Трепетной рукой Гарий складывал рыбешек в садок. Целуя каждую рыбку в скользкое рыльце, он страстно восклицал: «Ох, моя вимбочка! Красавица ты моя ненаглядная!» Если б докторша, по имени Ренита, оглушающая храпом берег реки Даугавы, удостоилась таких же нежных излияний, она бы и спать не захотела, она бы, уверен я, приревновала Гария к рыбе по имени вимба.
— Ты прости меня, пошалуста, — сложив рыб в садок и поуспокоившись, попросил Гарий непривычно смиренным голосом. — Я говорил «Иван-дурак» не о тебе конкрэтно, а вопще об Иван-дурак…
Порассуждав немного таким образом о дружбе народов, Гарий сказал, что журнал под таким названием есть, но его, Гария, там не печатали и печатать не будут. Вот отчего перешел он из поэзии в живопись, пишет маслом родные просторы, реки и озера, тучные колхозные поля, наловчился подражать импрессионистам — и картины его охотно покупаются — «тураки не перевелись, на мою творческую жизнь их впольне хватит».

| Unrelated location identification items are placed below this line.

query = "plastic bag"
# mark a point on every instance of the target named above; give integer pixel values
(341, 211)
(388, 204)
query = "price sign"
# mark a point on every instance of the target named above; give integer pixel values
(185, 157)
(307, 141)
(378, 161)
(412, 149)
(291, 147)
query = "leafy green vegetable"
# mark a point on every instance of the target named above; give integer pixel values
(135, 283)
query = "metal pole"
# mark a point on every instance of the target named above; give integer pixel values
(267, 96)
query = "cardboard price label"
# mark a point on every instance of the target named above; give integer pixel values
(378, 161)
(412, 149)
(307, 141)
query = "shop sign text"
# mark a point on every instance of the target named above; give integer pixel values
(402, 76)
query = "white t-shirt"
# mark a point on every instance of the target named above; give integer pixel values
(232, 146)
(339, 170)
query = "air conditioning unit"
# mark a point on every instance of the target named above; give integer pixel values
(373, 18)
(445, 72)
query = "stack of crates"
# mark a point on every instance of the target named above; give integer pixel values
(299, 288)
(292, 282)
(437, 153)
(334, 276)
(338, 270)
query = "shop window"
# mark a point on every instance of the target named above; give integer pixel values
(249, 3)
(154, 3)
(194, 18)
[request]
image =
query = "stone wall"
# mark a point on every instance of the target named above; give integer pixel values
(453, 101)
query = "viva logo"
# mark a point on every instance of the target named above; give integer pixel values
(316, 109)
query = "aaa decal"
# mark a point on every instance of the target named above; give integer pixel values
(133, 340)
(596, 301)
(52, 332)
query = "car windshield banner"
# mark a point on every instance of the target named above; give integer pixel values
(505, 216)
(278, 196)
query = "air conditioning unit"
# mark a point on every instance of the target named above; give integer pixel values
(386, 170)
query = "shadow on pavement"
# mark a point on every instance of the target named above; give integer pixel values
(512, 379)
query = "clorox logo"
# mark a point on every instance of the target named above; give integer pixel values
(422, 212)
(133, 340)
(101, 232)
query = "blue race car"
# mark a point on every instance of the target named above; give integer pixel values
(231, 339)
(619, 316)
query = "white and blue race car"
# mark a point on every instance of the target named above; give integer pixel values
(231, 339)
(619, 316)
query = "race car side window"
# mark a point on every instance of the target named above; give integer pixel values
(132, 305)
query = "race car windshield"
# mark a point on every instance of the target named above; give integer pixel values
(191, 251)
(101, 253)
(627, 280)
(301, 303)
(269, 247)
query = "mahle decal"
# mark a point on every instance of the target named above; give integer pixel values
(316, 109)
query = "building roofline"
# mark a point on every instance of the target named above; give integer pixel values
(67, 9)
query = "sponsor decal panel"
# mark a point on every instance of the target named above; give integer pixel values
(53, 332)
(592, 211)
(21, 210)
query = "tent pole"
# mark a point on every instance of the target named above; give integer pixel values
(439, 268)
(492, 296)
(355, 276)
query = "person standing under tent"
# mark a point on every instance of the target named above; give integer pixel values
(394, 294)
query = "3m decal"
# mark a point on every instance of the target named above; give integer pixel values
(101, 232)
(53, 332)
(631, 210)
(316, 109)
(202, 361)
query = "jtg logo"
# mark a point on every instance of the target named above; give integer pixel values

Здешние рыбаки не варили уху и не понимали всей поэзии и смысла настоящей, усладу души создающей обстановки вокруг котелка с ухой. Они разогрели на сковородке мясные консервы, и Гарий стал кричать свою спутницу к огоньку. Ренита вышла с полотенцем через плечо, в блекло-серебристых трусах, которые назывались шортами, в трикотажной безрукавке, натурально и прозрачно обозначающей все ее грузно налитые телеса. Сбросив тапочки, преодолев робость, она забрела по колени в воду, хлобыстнула на себя ворох воды, охнув присела, взвизгнула, что дисковая пила, попавшая на сучок, — река подалась из берегов и тут же смиренно притихла, с мурлыканьем обтекая необъятное горячее тело и греясь от него. Выйдя на берег, Ренита спряталась за палатку, в черемухи, «Как у нас в саточке, как у нас в саточке роса расцвэла», — напевала она и одновременно глушила комаров, ахая по телу своему ладонью, будто совковой лопатой. И вышла на костер, лучезарно улыбаясь, румяная, свежая, в ситцевом платье с девчоночьими оборочками.